AnalyticDB for MySQL supports the Spark computing engine. This topic describes how to purchase and manage Spark compute nodes.

Description

Spark is a fast and widely used computing engine designed for large-scale data processing. AnalyticDB for MySQL can be combined with Spark to provide capabilities to analyze AnalyticDB for MySQL databases.

Create Spark compute nodes

You can purchase Spark compute nodes after you create AnalyticDB for MySQL clusters.

  1. Log on to the AnalyticDB for MySQL console with an Alibaba Cloud account.
  2. Click the name of the cluster for which you want to create Spark compute nodes.
  3. In the left-side navigation pane, choose Spark > Clusters.
  4. In the Note message, click Create to go to the buy page of Spark clusters.
  5. Set the number of compute nodes and click Buy Now to purchase Spark compute nodes.
    Note
    • A maximum of 200 compute nodes can be purchased. You are charged CNY 5.6 per hour for each compute node.
    • When a Spark cluster is being created, features related to Spark and Airflow are disabled.

Manage clusters

  1. Click the name of the cluster for which a Spark cluster is created in the AnalyticDB for MySQL console.
  2. In the left-side navigation pane, choose Spark > Clusters. On the page that appears, the basic information and status of the Spark cluster is displayed.
  3. Click Set UI Access Password to set the UI access username and password. The username and password take effect 3 minutes after they are created.

Manage resources

  1. On the Cluster Information page, choose Spark > Resources.
  2. On the resource management page, upload JAR packages that you edit for a Spark job to an Object Storage Service (OSS) directory and run the job by using the package.
    • Upload File: Upload JAR packages that you edit for a Spark job to an OSS directory.
    • Upload Directory: Batch upload JAR packages in the directory.
    • Create Folder: Create a folder to manage JAR packages that you upload.
    • Delete Resource: Delete JAR packages that are no longer needed.
    Note Uploaded files can be previewed, deleted, or downloaded. You can click Copy Path in the Actions column corresponding to a file to copy its OSS path. The path can be used to set parameters in Airflow scripts.

Test jobs

  1. On the Cluster Information page, choose Spark > Job Test.
  2. Configure the following parameters.
    Parameter Data type Required Description
    className String Yes The entry class of Java or Scala, such as com.aliyun.spark.oss.SparkReadOss. This parameter is not required for Python.
    conf Map Yes The parameters required for the Spark job. The parameters are the same as those configured in Apache Spark. The parameters are in the format of key: value. If you do not specify the conf parameter, the default settings you configure when you create a virtual cluster are used.

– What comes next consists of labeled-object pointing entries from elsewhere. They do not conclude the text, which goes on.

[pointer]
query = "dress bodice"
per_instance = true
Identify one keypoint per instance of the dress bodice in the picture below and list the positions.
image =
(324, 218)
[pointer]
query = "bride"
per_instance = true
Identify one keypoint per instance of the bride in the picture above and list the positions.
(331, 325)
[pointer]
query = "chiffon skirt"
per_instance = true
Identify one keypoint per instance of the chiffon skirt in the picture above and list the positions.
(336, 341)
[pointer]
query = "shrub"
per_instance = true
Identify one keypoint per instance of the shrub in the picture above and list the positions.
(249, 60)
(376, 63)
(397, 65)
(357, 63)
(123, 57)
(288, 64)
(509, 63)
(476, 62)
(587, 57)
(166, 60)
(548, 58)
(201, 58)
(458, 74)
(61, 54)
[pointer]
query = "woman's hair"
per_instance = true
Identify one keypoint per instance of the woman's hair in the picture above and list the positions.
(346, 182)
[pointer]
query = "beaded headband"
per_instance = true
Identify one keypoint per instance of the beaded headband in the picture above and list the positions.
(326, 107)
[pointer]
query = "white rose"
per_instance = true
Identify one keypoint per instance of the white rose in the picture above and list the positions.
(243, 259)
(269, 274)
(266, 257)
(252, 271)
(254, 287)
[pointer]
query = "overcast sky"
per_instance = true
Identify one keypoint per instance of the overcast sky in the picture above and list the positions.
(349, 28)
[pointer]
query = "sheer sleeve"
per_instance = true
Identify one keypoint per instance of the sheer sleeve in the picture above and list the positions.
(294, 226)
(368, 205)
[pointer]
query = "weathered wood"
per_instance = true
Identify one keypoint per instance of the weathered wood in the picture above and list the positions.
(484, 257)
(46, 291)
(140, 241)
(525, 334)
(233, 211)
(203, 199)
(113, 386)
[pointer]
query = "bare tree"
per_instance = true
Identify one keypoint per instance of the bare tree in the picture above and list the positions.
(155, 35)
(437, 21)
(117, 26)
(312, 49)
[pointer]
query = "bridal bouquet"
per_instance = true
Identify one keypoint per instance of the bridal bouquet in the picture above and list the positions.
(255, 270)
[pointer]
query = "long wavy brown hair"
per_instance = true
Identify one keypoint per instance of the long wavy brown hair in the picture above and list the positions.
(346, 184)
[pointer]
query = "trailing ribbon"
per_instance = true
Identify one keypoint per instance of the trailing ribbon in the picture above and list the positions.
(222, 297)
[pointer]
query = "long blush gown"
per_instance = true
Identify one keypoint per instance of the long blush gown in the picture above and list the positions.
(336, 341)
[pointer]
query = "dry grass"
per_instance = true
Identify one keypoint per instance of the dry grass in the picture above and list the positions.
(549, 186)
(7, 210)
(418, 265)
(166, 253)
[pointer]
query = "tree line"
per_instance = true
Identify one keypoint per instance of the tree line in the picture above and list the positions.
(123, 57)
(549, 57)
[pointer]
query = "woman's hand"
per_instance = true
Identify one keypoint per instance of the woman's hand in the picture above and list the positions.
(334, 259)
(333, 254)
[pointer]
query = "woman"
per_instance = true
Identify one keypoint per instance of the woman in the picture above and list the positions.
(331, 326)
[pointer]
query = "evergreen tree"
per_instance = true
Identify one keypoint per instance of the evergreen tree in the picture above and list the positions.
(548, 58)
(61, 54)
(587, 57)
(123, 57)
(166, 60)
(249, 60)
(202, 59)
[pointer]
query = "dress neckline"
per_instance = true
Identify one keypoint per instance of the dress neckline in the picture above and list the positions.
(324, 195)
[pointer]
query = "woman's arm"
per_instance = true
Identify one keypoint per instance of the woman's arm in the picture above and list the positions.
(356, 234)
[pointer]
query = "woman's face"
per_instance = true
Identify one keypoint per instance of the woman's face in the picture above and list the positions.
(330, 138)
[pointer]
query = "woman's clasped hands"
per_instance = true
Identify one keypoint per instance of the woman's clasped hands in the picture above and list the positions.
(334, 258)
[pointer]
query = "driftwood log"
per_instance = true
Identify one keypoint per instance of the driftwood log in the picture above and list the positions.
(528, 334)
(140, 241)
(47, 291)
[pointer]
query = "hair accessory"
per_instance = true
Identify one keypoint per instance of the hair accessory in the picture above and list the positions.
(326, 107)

    spark.adb.userName: required.

    file String Yes The directory where the main files of the Spark job are saved. The main files can be the JAR packages that contain the entry classes or entry execution files of Python.
    jars List<String> No The JAR packages on which the Spark job depends. When the Spark job is running, JAR packages are added to the classpaths of the Java virtual machines (JVMs) of the driver and executors.
    proxyUser String No The proxy user for running the Spark job.
    args List<String> No The parameters that you want to configure for the Spark job.
    pyFiles List No The Python files on which PySpark depends. These files must be in the ZIP, PY, or EGG format. If PySpark depends on multiple Python files, we recommend that you use files in the ZIP or EGG format. These files can be referenced in the Python code by using a module.
    files List No The files on which the Spark job depends. These files are downloaded to the directory of the executed process. You can specify an alias for a file, such as oss://bucket/xx/yy.txt#yy. In this case, you need only to enter ./yy in the code to access the file. If you do not specify an alias for the file, you must use ./yy.txt to access the file.
    driverMemory String No The memory used by each driver process.
    driverCores Integer No The number of CPU cores used by each driver process.
    executorMemory String No The memory used by each executor process.
    executorCores Integer No The number of CPU cores used by each executor process.
    numExecutors Integer No The number of executors used in each session. We recommend that you specify this parameter.
    archives List No The packages on which the Spark job depends. The packages must be in the ZIP, TGZ, TAR, or TAR.GZ format. The packages are decompressed to the directory where the current Spark process is running. You can specify an alias for a package, such as oss://bucket/xx/yy.zip#yy. In this case, you need only to enter ./yy/zz.txt in the code to access the zz.txt file. If you do not specify an alias for the package, you must use ./yy.zip/zz.txt to access the file. In this example, zz.txt is a file in the yy.zip package.
    queue String No The name of the Yarn queue that submits the job.
    name String No The name of the Spark job. We recommend that you specify this parameter.
  3. Click Test Running to check whether the JAR packages uploaded in the preceding step function normally.
    Note In the left-side navigation pane, choose Spark > Clusters. In the UI Access section, click the value of the Yarn Cluster UI parameter. On the page that appears, view the test result of the JAR packages.